Payment by Credit Card, Fuel: Consumers Pay Double
7 May 2012 - Défi Media Group
Motorists familiar with this phenomenon. If they have to pay for their fuel by credit card, they take a 'service charge' of 2% or 3%. The oil explain this by the high commissions taken by banks and their low profit margin.
"The country's service stations that accept credit card payments are required to take service charges because the commissions taken by banks are higher than our profit margin," says Bhanoo Seegobin, president of the Petrol Retailer Association (PRA) .
Thus the PRA explains why the majority of service stations in Mauritius take a commission which varies between 1% and 3% when a customer presents a credit card (debit or credit card, Visa or Master Card). According to the PRA, while their profit margin is about 2% of the amount paid by consumers, the Committee on the card payment request that the bank is 2.5% of that amount. Service stations sell at a loss so when they accept such payments.
Moreover, the PRA is advising its members not to accept these cards but only those issued by the oil for including companies with a fleet of vehicles. "We prefer a customer to go get money from a cash machine (ATM), but if he does not have cash on him and he insists on paying by credit card, we indicate that we take a service charge, "says the president of the PRA.

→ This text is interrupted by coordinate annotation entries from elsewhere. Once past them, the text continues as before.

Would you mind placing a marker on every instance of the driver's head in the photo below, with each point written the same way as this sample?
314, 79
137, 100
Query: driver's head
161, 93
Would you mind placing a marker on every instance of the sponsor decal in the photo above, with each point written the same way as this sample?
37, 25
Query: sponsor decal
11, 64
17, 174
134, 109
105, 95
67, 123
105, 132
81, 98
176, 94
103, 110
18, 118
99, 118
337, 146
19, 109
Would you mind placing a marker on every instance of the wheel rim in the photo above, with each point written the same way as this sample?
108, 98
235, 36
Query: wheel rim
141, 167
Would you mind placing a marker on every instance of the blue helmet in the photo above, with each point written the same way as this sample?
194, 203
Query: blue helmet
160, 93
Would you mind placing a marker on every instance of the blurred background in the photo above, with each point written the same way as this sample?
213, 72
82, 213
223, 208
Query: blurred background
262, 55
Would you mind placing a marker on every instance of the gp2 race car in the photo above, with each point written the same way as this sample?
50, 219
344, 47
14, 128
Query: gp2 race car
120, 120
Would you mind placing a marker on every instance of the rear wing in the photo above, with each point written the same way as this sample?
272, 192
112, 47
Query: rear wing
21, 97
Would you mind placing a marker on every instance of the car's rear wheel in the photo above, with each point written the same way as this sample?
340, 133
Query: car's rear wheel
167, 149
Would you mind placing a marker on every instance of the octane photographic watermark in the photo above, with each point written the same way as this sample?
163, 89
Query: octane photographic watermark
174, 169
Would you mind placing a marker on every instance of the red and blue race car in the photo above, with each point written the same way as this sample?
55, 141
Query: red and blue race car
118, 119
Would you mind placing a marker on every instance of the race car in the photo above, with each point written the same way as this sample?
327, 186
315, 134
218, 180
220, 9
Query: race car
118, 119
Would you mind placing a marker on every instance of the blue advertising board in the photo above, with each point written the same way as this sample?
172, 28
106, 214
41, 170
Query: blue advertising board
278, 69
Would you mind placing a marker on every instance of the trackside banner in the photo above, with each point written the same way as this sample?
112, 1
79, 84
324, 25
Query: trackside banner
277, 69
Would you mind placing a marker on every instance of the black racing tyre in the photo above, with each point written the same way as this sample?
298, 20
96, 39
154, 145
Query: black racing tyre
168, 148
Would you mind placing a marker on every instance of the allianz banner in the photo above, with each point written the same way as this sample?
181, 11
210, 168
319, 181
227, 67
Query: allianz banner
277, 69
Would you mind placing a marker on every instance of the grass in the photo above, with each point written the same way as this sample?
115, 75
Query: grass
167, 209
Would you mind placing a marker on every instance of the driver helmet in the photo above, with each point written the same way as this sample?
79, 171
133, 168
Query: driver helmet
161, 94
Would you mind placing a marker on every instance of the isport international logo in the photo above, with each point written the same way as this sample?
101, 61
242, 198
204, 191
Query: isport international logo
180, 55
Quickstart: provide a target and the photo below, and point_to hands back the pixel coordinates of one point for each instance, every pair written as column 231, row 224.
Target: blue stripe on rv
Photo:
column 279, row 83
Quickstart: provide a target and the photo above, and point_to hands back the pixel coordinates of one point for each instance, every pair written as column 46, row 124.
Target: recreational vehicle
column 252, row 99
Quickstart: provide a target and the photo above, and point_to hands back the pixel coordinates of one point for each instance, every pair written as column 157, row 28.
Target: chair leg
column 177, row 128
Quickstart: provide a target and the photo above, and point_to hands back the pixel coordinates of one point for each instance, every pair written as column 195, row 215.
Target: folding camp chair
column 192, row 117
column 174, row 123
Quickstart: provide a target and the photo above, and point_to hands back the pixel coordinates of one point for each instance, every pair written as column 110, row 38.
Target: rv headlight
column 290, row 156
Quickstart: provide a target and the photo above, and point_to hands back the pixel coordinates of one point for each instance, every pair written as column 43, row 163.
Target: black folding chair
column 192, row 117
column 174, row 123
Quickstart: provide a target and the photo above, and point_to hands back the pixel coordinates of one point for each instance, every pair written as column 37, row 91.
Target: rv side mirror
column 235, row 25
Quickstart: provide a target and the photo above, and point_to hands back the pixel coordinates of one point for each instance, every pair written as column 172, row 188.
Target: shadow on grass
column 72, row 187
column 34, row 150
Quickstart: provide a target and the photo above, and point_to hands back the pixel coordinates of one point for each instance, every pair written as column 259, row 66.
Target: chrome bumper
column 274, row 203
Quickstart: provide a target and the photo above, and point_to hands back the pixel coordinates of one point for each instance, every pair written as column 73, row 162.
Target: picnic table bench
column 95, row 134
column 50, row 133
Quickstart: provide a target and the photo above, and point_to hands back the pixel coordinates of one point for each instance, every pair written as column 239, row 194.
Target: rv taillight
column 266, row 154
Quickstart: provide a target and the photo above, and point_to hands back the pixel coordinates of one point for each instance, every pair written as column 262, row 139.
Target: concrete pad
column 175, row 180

The solution advocated by the PRA is that the profit margin for gas stations to 6%. And these could officially accept credit card payments without taking any service charge. "Even for tourism, it has repercussions. Tourists often do not have cash on them when they pass the gas station with their rental car. It's a bad image of Mauritius as taking a percentage of their payment, "says Bhanoo Seegobin.
For their part, consumers who find the easiest credit card payments at the time when the electronics are the above, are for their expenses. Pramode Jaddoo, economist at the Institute for Consumer Protection (ICP) notes that unlike most other merchants who accept credit card payments, such as supermarkets, petrol stations are working on fixed margins. He explains that traders whose margins vary because their rates are not regulated, can absorb bank charges on products whose profit margins are higher.
Some stations do not take 'service charge' on payments credit cards. They are thus a goodwill gesture to their customers which, in turn, become more faithful.